A book store-cum-cultural space, Saptaparani is a small house tucked away in the inner lanes of Banjara Hills in Hyderabad.

Published: 02nd June 2012 10:08 PM  |   Last Updated: 16th October 2012 11:53 AM   |  A+A-

A  book store-cum-cultural space, Saptaparani is a small house tucked away in the inner lanes of Banjara Hills in Hyderabad. Started in 2003, it has become more than just being a space to learn, but a place where forgotten culture may once more find its identity in this fast-paced country obsessed with the West. With almost a decade behind it (this November will be its 10th anniversary), Saptaparani still trudges along in its easy slow pace, garnering just enough attention to be, yet not enough to become more than it is.
“We’ve maintained a consistent activity graph since we’ve started. We do have more regular activities happening now, but otherwise, we’ve been keeping ourselves just about occupied,” says Anuradha Prasad, the quiet, no-nonsense brain behind Saptaparani — which means seven leaves in Sanskrit.

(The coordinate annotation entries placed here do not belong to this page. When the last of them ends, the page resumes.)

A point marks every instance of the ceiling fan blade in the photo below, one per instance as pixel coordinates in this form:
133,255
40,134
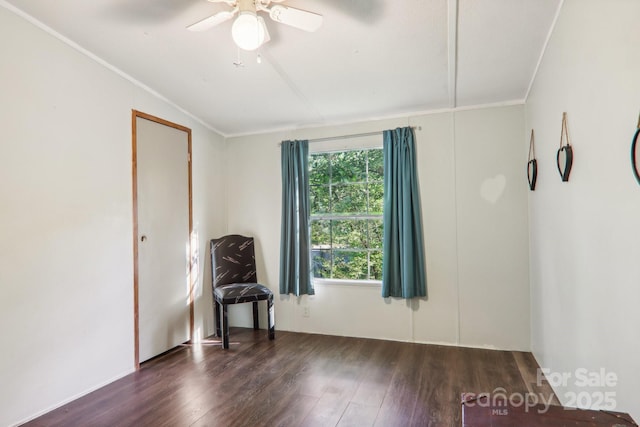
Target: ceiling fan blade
212,21
301,19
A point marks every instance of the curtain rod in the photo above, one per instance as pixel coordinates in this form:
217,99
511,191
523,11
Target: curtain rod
353,135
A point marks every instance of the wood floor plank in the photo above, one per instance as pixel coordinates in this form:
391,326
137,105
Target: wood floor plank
299,380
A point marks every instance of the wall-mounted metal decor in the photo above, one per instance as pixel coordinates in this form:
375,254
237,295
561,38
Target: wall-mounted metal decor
564,157
634,153
532,164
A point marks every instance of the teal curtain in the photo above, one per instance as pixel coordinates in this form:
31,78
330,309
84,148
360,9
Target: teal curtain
403,265
295,274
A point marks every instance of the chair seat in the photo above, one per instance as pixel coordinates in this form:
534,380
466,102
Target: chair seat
236,293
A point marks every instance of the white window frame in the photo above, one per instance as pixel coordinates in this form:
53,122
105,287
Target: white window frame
337,145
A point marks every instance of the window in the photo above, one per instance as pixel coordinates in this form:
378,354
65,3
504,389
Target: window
346,195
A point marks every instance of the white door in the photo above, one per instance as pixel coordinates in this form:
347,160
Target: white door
162,160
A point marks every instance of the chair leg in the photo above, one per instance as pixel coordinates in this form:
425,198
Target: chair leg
256,324
217,318
225,327
270,318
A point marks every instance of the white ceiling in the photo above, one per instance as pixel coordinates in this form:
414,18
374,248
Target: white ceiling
370,59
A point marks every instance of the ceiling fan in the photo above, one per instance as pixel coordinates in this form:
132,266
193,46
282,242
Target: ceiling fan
249,30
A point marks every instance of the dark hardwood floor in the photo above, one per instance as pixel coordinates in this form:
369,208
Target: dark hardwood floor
301,380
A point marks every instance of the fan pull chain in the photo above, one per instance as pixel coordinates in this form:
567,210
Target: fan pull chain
564,132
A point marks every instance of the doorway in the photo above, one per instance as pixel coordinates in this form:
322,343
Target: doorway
162,216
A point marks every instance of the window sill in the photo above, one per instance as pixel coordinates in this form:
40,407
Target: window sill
342,282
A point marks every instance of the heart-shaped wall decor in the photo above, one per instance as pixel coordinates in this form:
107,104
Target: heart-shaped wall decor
532,173
564,159
634,155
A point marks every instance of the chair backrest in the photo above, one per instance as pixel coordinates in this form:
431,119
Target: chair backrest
233,260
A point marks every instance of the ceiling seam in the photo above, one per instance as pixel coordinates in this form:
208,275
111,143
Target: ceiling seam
24,15
452,41
544,50
285,77
381,118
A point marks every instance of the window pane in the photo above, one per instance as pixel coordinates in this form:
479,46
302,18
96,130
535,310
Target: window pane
319,169
320,234
350,234
321,263
350,265
348,166
376,200
344,184
349,199
376,265
375,233
375,166
319,198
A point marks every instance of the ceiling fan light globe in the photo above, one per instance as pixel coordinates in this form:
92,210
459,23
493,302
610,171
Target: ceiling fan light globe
247,32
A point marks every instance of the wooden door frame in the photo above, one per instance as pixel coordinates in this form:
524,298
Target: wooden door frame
134,168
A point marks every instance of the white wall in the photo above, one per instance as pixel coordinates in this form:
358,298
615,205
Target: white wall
66,277
477,250
585,256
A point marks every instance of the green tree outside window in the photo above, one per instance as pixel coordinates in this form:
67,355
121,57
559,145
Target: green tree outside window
346,194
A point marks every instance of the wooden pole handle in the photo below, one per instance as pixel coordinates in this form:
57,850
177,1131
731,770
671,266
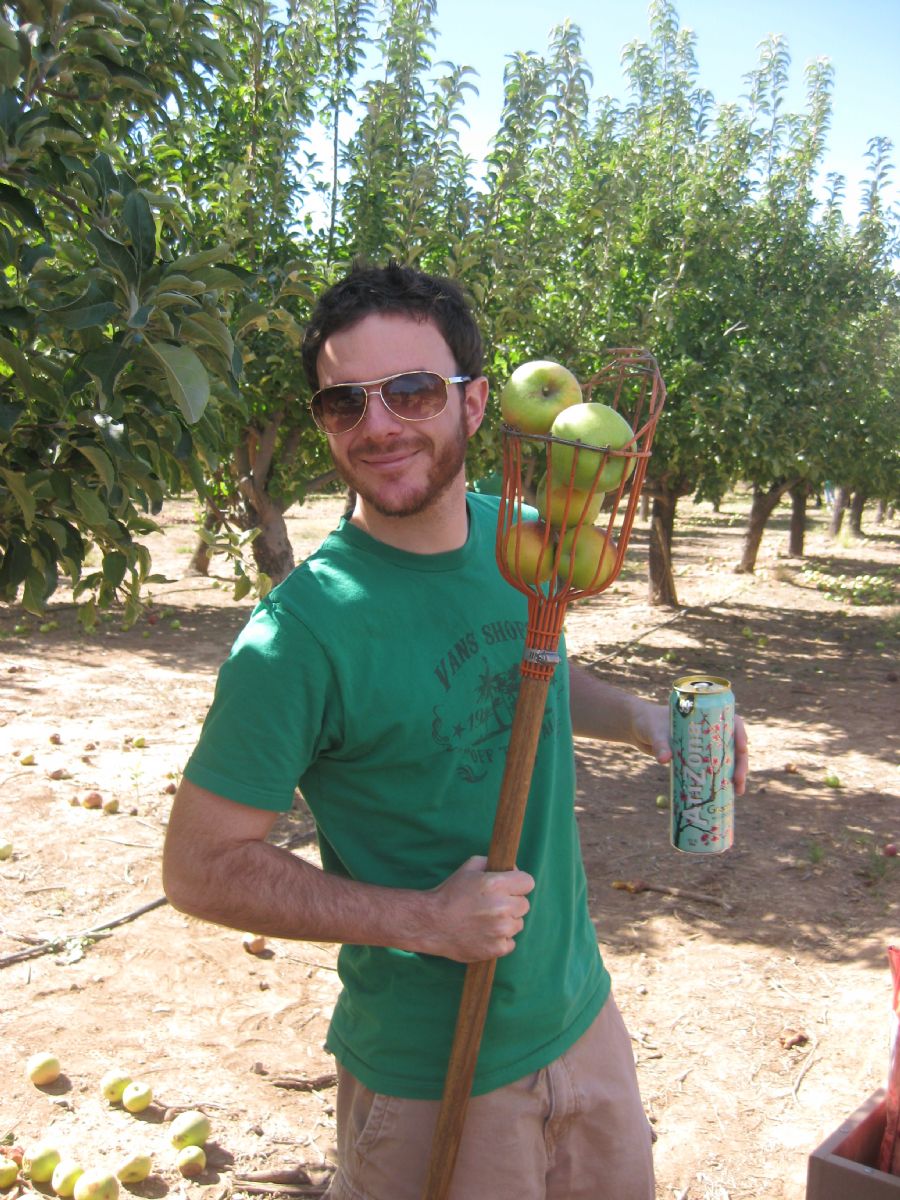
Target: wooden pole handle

The place has regular classical music and dance lessons that take place, which also include learning instruments such as the violin and piano and dance forms like Odissi. Depending on the people who visit the city, other non-regular activities like book-reading sessions, book launches, concerts and workshops take place.
The 40-something-year-old house also boasts of an amphitheatre that seats about 200 people. What originally belonged to an English man, Anuradha bought the house and slightly re-modelled it. But what would compel a relatively stay-at-home wife who admits to being content, to move out and create the cultural space that Saptaparani has become?
“My friend Aparajita came up with the idea. There wasn’t any avenue through which children could be exposed to our Hindu mythology and culture in a contemporary context outside school. So we initially were planning on an exhibition of books and activities that would introduce them to our culture. But as things went along, the book store became more of a solid idea and that’s how it started. My friend is no longer an active member.”
Did that mean that she was unhappy at the amount of cultural and religious consciousness she saw perhaps in her own children or their peers?
“No, not at all. In fact, quite the contrary. My children studied at Vidyaranya school which is an education system in itself with no examinations or the typical classroom atmosphere. They were very much in tune with their cultural history. But, as I mentioned, outside school there weren’t many options and if I wanted to buy books either, there weren’t many shops that had a good collection.”
The book store now has a collection of about 3,000 titles, mostly in English, but near 20 per cent of them in regional languages. The store today has a variety of books — from activity-based to puzzles, academic-based fun books, short stories and folk tales and so on. But more attractive than the book section is the game section.
A wall has been dedicated to traditional games like Paramapadham Sopanam (snakes and ladders), Adapilu Atam (lion and goat chase), Vanavasa and Search for Sita (games which follow Ram, Lakshman and Sita through the forest) and Chowpad (a game of dice similar to ludo; it was the game in which Yudhishtir had lost Draupadi to the Kauravas) among others. “We’ve tried to promote these because they are being forgotten by our generation, let alone our kids,” says Anuradha.
Besides spearheading Saptaparani, Anuradha is also actively involved with SPICMACAY. She also sits as a trustee on the Jiddu Krishnamurti Trust and is an advisory member to Centre for Social Initiative and Management.
“I believe that work must speak for itself. However, I decided to speak out this time about Saptaparani because with its 10th anniversary coming up, we should be a little more rigorously occupied,” says Anuradha, adding, “I feel with us having been choosy about the kind of events we host here, has given it the reputation it has. We are particular about who we give it to; it’s important that people respect the space.”
Testimony to that, Saptaparani has played host to eminent personalities like Palagummi Viswanadham, Gunturu Seshendra Sarma, Prince Rama Varma and Mangalampalli Balamuralikrishna among others.
When you finally look at Saptaparani, the place shares more than Anuradha suspects with her personality. A comfortable space where expression is sacred.